Founder/Chief Editor of Benosh, Josh is a husband and father who loves outdoor activities, from fishing to hiking to skiing, and finds meaning in the journey.
From the time I first pulled open the packaging, this thought has been going through my head: what exactly is the Mountainsmith Lumbar Day Classic? Backpack or fanny pack? Satchel? Hiker or grand-tourer? Let’s see if we can figure it out.
If you’re too young to remember fanny packs, they were hip-hung bags that reached the height of their popularity in the 80s and 90s when, yes, I had one. While the cliché tourist with black fake-leather fanny pack perhaps predominates our thinking, some outdoor manufacturers have quietly continued producing a line of packs for people with limited need for gear.

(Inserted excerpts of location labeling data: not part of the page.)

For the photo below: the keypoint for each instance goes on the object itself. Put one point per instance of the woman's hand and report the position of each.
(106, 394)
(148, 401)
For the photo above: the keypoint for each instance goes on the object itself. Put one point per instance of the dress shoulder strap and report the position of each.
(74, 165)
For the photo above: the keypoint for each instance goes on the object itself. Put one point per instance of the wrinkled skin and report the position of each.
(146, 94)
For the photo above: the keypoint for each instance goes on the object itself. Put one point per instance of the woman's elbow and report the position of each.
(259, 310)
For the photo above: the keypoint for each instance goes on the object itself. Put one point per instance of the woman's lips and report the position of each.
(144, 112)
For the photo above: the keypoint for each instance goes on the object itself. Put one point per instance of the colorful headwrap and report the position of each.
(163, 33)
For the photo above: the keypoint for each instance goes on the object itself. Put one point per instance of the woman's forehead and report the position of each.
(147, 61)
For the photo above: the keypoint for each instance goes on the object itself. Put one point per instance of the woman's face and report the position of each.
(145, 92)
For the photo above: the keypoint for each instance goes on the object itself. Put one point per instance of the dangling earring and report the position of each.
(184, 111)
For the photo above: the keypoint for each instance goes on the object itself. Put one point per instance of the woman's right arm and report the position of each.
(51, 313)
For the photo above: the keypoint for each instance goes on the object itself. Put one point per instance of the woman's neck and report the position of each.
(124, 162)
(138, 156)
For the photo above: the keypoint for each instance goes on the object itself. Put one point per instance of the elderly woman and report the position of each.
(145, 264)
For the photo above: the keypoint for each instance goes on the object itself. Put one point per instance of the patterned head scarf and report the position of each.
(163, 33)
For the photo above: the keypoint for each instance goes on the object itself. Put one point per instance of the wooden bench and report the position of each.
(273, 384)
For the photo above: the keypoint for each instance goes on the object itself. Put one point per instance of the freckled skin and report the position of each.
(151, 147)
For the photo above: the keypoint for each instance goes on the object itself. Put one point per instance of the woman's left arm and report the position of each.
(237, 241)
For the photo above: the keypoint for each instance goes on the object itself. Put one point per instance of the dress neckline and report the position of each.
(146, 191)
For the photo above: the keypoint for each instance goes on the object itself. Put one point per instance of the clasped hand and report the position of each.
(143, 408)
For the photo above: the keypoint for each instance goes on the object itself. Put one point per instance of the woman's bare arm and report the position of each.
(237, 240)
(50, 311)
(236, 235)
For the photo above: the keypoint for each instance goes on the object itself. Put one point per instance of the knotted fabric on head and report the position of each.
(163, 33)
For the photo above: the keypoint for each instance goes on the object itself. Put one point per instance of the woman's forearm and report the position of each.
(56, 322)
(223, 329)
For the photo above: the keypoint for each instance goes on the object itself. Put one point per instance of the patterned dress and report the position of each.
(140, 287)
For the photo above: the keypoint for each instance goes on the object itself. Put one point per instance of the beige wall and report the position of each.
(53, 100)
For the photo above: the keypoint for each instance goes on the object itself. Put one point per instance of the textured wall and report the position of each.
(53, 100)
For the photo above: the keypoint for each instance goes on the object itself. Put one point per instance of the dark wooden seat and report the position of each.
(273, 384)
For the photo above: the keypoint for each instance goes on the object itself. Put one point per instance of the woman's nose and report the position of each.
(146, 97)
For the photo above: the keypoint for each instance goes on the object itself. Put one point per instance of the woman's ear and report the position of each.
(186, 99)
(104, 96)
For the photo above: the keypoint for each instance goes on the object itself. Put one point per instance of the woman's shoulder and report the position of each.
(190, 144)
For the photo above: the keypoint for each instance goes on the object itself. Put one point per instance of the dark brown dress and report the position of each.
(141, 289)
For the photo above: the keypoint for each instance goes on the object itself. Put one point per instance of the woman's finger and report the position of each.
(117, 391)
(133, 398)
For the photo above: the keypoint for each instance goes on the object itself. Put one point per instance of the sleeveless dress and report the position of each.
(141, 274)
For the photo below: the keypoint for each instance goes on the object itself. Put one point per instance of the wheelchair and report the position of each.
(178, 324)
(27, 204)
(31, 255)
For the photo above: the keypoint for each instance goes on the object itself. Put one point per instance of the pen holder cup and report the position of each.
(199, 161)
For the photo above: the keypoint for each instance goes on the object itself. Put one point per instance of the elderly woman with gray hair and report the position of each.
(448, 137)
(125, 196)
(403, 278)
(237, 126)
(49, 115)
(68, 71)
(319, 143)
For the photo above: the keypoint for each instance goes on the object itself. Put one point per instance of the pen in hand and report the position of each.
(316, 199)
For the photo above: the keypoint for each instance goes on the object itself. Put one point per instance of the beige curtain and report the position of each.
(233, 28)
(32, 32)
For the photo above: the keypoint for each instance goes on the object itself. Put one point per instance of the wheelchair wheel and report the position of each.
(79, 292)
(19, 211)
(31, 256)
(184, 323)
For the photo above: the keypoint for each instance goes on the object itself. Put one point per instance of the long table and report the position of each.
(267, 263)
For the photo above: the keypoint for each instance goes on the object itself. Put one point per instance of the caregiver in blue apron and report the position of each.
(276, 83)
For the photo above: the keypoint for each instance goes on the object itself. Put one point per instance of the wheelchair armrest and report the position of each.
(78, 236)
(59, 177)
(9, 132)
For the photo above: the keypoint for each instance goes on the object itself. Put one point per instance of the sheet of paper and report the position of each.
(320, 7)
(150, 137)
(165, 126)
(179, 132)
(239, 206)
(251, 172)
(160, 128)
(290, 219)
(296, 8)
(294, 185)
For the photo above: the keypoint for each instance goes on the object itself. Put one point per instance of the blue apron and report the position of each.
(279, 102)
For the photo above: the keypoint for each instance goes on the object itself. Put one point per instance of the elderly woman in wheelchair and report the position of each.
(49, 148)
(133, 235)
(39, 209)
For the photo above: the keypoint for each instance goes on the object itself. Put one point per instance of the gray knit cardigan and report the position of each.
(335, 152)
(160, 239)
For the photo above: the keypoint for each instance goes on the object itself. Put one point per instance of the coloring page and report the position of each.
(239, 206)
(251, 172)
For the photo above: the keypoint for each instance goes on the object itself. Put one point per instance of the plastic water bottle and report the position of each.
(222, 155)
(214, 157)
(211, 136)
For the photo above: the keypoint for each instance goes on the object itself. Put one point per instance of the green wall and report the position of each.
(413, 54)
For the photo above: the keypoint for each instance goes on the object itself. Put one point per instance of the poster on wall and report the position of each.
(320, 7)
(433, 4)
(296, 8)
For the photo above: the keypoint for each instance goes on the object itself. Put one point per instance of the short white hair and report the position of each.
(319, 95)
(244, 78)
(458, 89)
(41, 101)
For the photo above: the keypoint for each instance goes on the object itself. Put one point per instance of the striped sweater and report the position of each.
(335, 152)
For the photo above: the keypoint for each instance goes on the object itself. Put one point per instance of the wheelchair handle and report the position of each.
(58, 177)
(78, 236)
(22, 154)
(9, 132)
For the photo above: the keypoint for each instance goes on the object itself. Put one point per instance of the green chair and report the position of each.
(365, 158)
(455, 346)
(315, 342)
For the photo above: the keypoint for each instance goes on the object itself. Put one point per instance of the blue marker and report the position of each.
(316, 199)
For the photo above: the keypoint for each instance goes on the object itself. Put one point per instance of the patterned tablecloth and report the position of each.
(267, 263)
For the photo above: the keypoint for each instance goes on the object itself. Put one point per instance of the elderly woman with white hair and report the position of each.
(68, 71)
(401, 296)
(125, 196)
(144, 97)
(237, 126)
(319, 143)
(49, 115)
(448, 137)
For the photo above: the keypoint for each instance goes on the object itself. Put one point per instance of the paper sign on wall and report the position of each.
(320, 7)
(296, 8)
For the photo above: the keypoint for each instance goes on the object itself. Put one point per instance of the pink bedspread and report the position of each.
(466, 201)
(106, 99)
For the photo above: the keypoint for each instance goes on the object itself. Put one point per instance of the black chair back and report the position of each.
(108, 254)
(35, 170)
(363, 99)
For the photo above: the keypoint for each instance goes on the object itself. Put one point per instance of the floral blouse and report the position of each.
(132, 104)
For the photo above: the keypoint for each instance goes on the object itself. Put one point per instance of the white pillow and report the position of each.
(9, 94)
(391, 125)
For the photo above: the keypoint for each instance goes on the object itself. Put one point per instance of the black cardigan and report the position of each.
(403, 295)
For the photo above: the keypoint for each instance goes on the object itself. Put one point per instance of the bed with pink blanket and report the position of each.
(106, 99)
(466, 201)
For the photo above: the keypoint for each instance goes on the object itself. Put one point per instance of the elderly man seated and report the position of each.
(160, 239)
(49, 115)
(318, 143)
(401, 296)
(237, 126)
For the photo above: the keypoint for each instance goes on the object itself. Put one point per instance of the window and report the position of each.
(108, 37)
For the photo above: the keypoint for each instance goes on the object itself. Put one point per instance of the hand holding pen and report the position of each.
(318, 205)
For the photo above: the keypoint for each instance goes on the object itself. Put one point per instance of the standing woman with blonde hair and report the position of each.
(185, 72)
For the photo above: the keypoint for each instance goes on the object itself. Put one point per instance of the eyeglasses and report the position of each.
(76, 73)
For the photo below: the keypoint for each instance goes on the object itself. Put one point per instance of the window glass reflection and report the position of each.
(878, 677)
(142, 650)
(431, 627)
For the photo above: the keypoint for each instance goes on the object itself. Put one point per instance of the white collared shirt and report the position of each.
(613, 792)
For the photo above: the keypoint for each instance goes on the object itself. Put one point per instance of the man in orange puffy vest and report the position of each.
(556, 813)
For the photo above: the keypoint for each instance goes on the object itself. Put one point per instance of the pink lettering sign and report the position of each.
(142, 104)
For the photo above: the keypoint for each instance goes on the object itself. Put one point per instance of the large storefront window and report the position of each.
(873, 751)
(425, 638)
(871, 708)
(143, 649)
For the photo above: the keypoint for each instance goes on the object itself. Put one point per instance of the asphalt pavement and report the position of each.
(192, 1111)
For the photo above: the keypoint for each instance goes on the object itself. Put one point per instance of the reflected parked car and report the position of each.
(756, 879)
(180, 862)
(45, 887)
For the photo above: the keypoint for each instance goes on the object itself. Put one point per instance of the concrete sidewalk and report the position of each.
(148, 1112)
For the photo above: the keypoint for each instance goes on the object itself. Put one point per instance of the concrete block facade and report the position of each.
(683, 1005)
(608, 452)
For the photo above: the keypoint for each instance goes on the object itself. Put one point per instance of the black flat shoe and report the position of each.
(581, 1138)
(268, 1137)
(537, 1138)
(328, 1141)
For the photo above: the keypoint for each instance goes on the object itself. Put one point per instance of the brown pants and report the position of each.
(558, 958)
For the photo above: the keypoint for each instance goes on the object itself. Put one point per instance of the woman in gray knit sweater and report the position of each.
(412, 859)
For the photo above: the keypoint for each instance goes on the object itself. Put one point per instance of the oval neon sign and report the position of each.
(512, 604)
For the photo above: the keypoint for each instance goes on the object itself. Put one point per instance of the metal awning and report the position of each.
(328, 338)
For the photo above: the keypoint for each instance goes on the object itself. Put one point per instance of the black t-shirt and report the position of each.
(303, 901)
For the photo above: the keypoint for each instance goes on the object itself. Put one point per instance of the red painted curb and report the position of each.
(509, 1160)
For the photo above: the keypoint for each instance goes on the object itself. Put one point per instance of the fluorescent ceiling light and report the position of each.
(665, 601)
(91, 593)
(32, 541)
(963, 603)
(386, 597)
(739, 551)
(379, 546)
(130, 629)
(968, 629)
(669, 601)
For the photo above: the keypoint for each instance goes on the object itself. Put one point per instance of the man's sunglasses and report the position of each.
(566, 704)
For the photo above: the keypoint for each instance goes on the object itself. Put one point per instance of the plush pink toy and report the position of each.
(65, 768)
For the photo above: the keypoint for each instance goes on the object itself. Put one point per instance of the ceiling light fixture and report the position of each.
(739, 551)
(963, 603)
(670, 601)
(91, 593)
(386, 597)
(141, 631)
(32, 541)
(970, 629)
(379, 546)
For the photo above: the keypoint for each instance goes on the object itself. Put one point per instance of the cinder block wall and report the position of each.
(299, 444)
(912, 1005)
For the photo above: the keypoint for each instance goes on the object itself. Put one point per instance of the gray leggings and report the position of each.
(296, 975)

But while Mountainsmith doesn’t make fanny packs, they do make lumbar packs designed to sit at an optimum height on one’s lower back (or lumbar area)—ideal for load bearing. And of these lumbar packs, the Day Classic is perhaps one of their most iconic products.
Mountainsmith describes the Day Classic thusly: “For hiking, urban touring or school, our lumbar packs are designed to stash all of the bare essentials you can’t imagine leaving home without.” And indeed, the Classic can hold an impressive amount of stuff (854 cu in/14L), and I can see why it’s popular with photographers and others.
So when Mountainsmith was so good as to send us a Classic for testing, I loaded up both adjustable water bottle pockets, packed out the interior with a day hike’s worth of gear, and cinched it all down to my lumbar to find out how the Classic stacks up against more traditional backpacks.
One of the first things I noticed is that the Classic is very well-made—great attention to detail has every zipper, handle, and compression strap feeling well-positioned and of high quality. The zippers are robust, the 100% 500d Cordura™ fabric durable but soft to the touch. Everything shows lots of planning and forethought—kudos Mountainsmith for good product planning and execution and to their US artisans for their craftsmanship.
Despite flawless manufacturing, I found myself wondering at some features, namely the single shoulder strap—the Classic is “strappette” compatible, which is Mountainsmith-speak for being able to buy and attach their clever $25 double shoulder strap system. But the single strap? Without detailed instructions, I found myself experimenting, finally settling with putting the strap over my right shoulder and going crosswise, under might left armpit, and back to the pack. That worked pretty well.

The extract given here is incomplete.